The Committee stressed that when the author and M.K.A.H. applied for asylum, they explicitly stated that M.K.A.H. was a stateless person. He noted that the State party had not attempted to take the necessary steps to verify whether the child could obtain citizenship in Bulgaria. The Committee considered that compliance with article 7 of the Convention requires States to take positive measures to realize the right to acquire citizenship. The State party, aware of M.K.A.H.'s lack of citizenship, should have taken all necessary measures to ensure that he would be able to obtain citizenship if he returned to Bulgaria. Consequently, taking into account the circumstances of the present case, the Committee concluded that in the event of return to Bulgaria, the rights of M.K.A.H. under article 7 of the Convention would be violated (paragraph 10.10 of the Views).
The Committee took note of the author's claim that the State party violated article 12 of the Convention because the national authorities did not hear M.K.A.H. (who was 11 years old at the time) during the examination of the asylum application. The Committee also took into account the arguments of the State party, which argued that the child had not been heard because of his young age and that he had exercised his right to be heard through his mother.

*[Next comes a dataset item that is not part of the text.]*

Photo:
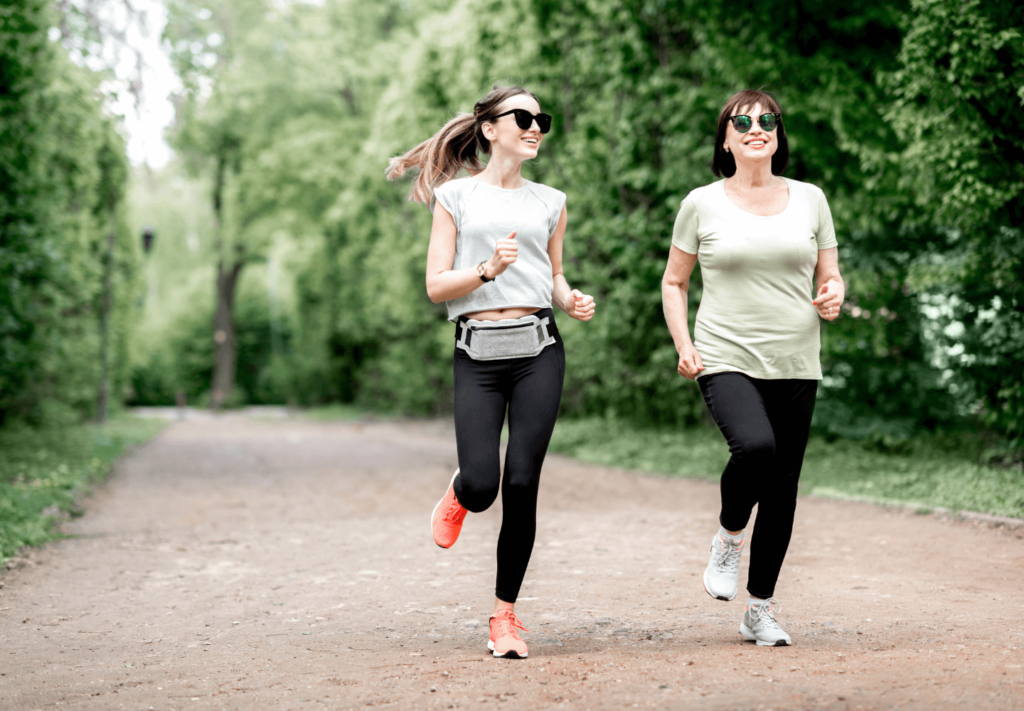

Therefore, in the circumstances of the present case, the Committee considered that the absence of a direct interview with the child constituted a violation of article 12 of the Convention (paragraph 10.11 of the Views).
With regard to article 16 of the Convention, the Committee took note of the author's claims that the decision to expel him would also violate the rights of M.K.A.H., since he would be separated from his uncle and cousins, members of his family living in Europe, and that relations with them were fundamental to his well-being and social reintegration. Taking into account the specific circumstances of the case, the Committee considered that any separation of M.K.A.H. from his cousins and uncle could well create additional difficulties for the child's development and social reintegration. Thus, the Committee concluded that the return of M.K.A.H. to Bulgaria would constitute arbitrary interference with his personal life in violation of his rights under article 16 of the Convention (paragraph 10.12 of the Views).
The Committee's conclusions: the facts presented indicated a violation of articles 3 (paragraph 1) and 12 of the Convention and that the return of M.K.A.H. and his mother to Bulgaria would also violate articles 6 (paragraph 2), 1, 16, 22, 27, 28, 37 and 39 Conventions.